I want my students to be able to browse the news of the day, learn relevant information, and share it in our discussions and their analysis of cases. We have covered or are about to cover every one of these issues in those four articles in the eight weeks of class. This was ONE DAY of the news and there were four relevant articles. When students can’t access quality news, what they find instead is low-quality news. This news is often very biased and of questionable factualness.
In conclusion, I think I am deciding that the $1/week is worth the cost to students.

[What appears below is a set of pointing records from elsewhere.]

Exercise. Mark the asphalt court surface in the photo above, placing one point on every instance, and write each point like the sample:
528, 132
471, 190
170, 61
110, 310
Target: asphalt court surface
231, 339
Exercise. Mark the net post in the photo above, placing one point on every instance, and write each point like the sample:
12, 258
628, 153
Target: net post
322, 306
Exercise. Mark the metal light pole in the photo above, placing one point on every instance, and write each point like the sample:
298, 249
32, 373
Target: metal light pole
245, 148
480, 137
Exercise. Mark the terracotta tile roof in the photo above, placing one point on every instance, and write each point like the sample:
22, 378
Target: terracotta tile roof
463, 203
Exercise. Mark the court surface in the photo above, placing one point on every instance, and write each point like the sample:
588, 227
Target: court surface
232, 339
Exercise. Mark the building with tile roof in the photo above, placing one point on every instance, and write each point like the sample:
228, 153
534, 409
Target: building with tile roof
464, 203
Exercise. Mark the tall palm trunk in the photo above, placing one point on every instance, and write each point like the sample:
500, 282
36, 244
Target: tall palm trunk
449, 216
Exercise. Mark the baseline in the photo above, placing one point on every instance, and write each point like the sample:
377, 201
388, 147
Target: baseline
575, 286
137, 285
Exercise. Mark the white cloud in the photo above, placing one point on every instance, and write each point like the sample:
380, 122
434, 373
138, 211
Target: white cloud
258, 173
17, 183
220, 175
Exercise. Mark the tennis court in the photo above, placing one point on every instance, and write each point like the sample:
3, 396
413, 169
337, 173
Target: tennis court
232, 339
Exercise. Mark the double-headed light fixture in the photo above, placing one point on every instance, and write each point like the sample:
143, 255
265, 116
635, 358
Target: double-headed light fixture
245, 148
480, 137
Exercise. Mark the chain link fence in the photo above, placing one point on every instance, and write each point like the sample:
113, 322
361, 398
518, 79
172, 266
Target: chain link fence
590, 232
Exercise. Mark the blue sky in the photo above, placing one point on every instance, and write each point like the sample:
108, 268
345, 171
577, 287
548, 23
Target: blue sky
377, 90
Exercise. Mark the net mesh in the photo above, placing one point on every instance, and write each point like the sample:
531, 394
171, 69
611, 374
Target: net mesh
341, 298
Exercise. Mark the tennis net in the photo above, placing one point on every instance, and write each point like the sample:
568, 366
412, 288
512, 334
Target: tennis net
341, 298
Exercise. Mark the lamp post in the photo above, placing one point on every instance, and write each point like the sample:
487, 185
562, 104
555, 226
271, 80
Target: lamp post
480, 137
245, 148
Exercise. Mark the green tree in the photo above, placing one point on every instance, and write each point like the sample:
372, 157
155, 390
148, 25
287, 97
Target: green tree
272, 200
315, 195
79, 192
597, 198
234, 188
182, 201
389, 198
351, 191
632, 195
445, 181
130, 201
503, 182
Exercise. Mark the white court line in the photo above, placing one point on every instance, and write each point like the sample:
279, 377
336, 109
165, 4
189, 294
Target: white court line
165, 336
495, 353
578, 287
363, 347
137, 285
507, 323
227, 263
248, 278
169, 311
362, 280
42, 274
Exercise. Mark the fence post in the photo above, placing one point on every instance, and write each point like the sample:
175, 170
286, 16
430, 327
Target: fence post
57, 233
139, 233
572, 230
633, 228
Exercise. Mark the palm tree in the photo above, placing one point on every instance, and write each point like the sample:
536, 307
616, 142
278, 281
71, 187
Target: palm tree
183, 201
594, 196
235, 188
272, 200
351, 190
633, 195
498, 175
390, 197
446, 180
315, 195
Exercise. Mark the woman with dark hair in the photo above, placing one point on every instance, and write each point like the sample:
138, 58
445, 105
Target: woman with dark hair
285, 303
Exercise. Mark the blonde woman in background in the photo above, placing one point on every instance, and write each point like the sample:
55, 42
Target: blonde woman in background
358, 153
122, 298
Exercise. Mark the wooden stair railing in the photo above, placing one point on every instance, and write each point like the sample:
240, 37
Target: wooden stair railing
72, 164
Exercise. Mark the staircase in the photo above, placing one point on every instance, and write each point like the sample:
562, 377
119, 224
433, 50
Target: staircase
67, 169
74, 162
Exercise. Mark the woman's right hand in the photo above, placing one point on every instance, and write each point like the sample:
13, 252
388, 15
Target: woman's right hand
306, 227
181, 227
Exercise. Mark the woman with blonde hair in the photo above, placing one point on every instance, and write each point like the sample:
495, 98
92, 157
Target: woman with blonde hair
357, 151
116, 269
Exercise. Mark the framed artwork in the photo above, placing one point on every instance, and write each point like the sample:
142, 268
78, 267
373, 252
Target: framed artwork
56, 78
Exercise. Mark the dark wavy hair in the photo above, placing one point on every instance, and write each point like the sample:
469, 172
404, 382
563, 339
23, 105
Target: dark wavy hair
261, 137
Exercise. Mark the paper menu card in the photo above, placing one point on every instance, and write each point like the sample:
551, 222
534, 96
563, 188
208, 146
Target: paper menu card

But then the question is which paper? Here are the main three with links to the daily paper apps and the education discounts.
New York Times
Education price is $1/week, NYTimes Education Subscription
NYTimes Today’s Paper App (requires login)
The Washington Post
Education price is $5 every 4 weeks or $59/year, The Washington Post Education Subscription
Amazon Prime price is $59/year, The Washington Post Amazon Prime Subscription
The Washington Post Today’s Paper App (requires login)
The Wall Street Journal
Education membership to The Wall Street Journal is $1/week, The Wall Street Journal Education Subscription
“Print” version of The Wall Street Journal
I’ve tried all three papers, and I have to say that I am either personally biased towards the experience I’m used to (which is reading NYTimes on iPad) or it’s just the best experience.
I’m now subscribed to two of the three newspapers as I recently had my “this is the last straw” moment when I couldn’t read a Washington Post article this morning.
If you believe that there is too much crap news out there, but are not actually paying for news, give that some thought. If your students continue to use questionable sources, but those are the only sources not behind paywalls, shouldn’t we teach them to value and support better news sources?